1. Re: Mac text files and gets()
Since one cannot rely on the file opening mode to apply line termination
translation or not, then reading lines from a text file will have to be done
using a library routine, possibly standard. Here is a possibility of
implementation:
include get.e
include file.e
-- use this when the file needs to be rewinded for read
global constant LINE_UNKNOWN = 0
constant termline={10,11,12,13,26,-1} -- physical line terminators
constant n_termline={10,10,10,13,-1,-1} -- normalised
constant LF=1,CR=2,CRLF=4 -- used to report which line endings were found
global function get_lines(object file,integer current_line,integer
start_line,integer numm_lines)
-- Returns a sequence of num_lines \n terminated lines from file,
-- or less if the file doesn't hold that many lines.
-- First returned line is line #start_line in file.
-- If file doesn't have that many lines,
-- or start_line or num_lines is not positive, {} is returned.
-- If start_line >= current_line > 0, file is a valid file handle
-- and its file pointer is currently inside line #current_line.
-- Otherwise, file is rewinded and lines start being reckoned from
-- the beginning of the file.
-- If file is a sequence, it is a file name which will be closed on return.

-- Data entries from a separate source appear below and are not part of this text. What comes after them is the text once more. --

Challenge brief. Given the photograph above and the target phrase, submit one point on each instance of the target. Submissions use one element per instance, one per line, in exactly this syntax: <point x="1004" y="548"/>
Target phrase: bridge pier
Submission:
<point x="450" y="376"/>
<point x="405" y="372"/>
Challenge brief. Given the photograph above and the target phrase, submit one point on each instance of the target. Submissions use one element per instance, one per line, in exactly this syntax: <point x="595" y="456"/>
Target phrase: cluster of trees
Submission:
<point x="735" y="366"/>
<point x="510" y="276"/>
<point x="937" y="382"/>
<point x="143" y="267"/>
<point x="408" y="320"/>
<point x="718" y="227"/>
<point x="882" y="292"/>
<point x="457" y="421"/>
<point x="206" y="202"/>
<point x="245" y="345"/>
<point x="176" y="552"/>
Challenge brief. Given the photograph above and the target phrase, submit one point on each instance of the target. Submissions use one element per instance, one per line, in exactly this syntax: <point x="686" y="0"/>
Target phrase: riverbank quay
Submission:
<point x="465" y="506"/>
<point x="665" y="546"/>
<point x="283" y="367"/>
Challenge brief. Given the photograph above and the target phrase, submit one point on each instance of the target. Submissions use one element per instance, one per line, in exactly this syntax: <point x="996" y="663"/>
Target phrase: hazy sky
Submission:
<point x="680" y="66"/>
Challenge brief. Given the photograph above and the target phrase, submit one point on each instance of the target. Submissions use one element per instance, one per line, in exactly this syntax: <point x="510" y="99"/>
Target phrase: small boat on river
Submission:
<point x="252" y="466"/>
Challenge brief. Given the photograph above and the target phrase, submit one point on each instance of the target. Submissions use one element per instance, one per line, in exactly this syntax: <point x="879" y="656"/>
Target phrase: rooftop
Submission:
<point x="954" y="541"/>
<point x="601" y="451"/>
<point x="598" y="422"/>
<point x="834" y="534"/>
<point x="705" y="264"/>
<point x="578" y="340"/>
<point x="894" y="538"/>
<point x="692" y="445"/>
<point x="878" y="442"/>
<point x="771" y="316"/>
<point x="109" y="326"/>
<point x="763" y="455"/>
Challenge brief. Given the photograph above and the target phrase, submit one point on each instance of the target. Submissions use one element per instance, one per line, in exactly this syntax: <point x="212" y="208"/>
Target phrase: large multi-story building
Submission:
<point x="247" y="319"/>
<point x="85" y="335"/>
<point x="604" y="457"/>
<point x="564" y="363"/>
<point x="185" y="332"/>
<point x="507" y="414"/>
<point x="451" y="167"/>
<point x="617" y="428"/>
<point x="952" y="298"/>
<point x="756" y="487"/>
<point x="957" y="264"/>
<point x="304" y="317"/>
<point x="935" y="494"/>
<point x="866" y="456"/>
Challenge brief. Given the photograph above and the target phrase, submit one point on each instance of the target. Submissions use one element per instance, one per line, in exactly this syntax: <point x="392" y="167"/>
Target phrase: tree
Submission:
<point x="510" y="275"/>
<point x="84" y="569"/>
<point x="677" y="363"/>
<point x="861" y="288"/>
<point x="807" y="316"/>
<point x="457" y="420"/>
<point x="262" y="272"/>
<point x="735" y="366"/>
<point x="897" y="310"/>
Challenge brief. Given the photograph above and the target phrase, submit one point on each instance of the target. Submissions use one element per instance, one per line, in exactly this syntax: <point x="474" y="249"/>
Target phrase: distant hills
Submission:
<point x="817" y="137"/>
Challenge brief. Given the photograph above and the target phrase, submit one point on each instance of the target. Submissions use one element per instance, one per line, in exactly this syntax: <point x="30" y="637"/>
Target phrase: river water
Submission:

-- Otherwise, the file pointer of the still open file is either at
-- end of file or start of next line.
-- Supports all known line terminators (CR, LF, CR+LF) and treats FF and VT as
\n.
integer fh,read_0x0D,early_end,final_line,line_mask,len_line
integer idx,p,pos,c
sequence result,line
if start_line<=0 or num_lines<=0 then
return {}
end if
if sequence(file) then
fh=open(file,"rb")
if fh=-1 then
return {}
end if
current_line=1
else
fh=file
if where(fh)=-1 then -- not a valid file handle
-- is there a better test?
return {}
end if
if current_line<=LINE_UNKNOWN or start_line<current_line then
-- rewind
if seek(fh,0) then
return {}
end if
current_line=1
end if
end if
early_end=0
final_line=start_line+num_lines-1
idx=1
pos=1
result=repeat(0,num_lines)
len_line=128 -- should be enough
line=repeat(0,len_line)
line_mask=0
while current_line<=final_line do
c=getc(fh)
p=find(c,termline)
if idx>len_line then
line&=line
len_line*=2
end if
if p=0 then
if read_0x0D then
line_mask=or_bits(line_mask,CR)
read_0x0D=0
end if
if current_line>=start_line then
line[idx]=c
idx+=1
end if
else
c=n_termline[p]
if c=-1 then
c='\n'
early_end=1
end if
if c='\r' then
if current_line>=start_line then
line[idx]='\n'
result[pos]=line[1..idx]
pos+=1
idx=1
end if
current_line+=1
read_0x0D=1
else -- \n
if read_0x0D then -- skip this LF part
line_mask=or_bit(line_mask,CRLF)
read_0x0D=0
else
if current_line>=start_line then
line[idx]=c
result[pos]=line[1..idx]
line_mask=or_bits(line_mask,LF)
pos+=1
idx=1
end if
if early_end then
if current_line<start_line then
result={}
else
result=result[1..pos-1]
end if
exit
end if
current_line+=1
end if
end if
end if
end while
if sequence(file) then
close(fh)
elsif not early_end and line_mask=CRLF then
-- if this is a DOS/Windows text file, and line reading didn't stop on an
-- EOF, then read an extra \n.
c=getc(fh)
end if
return result
end function
Hopefully there are not too many typos.
Obviously, returning {} could be replaced by eturning an atomic error code (not
enough lines, file is invalid, file couldn't be open, and so on).
CChris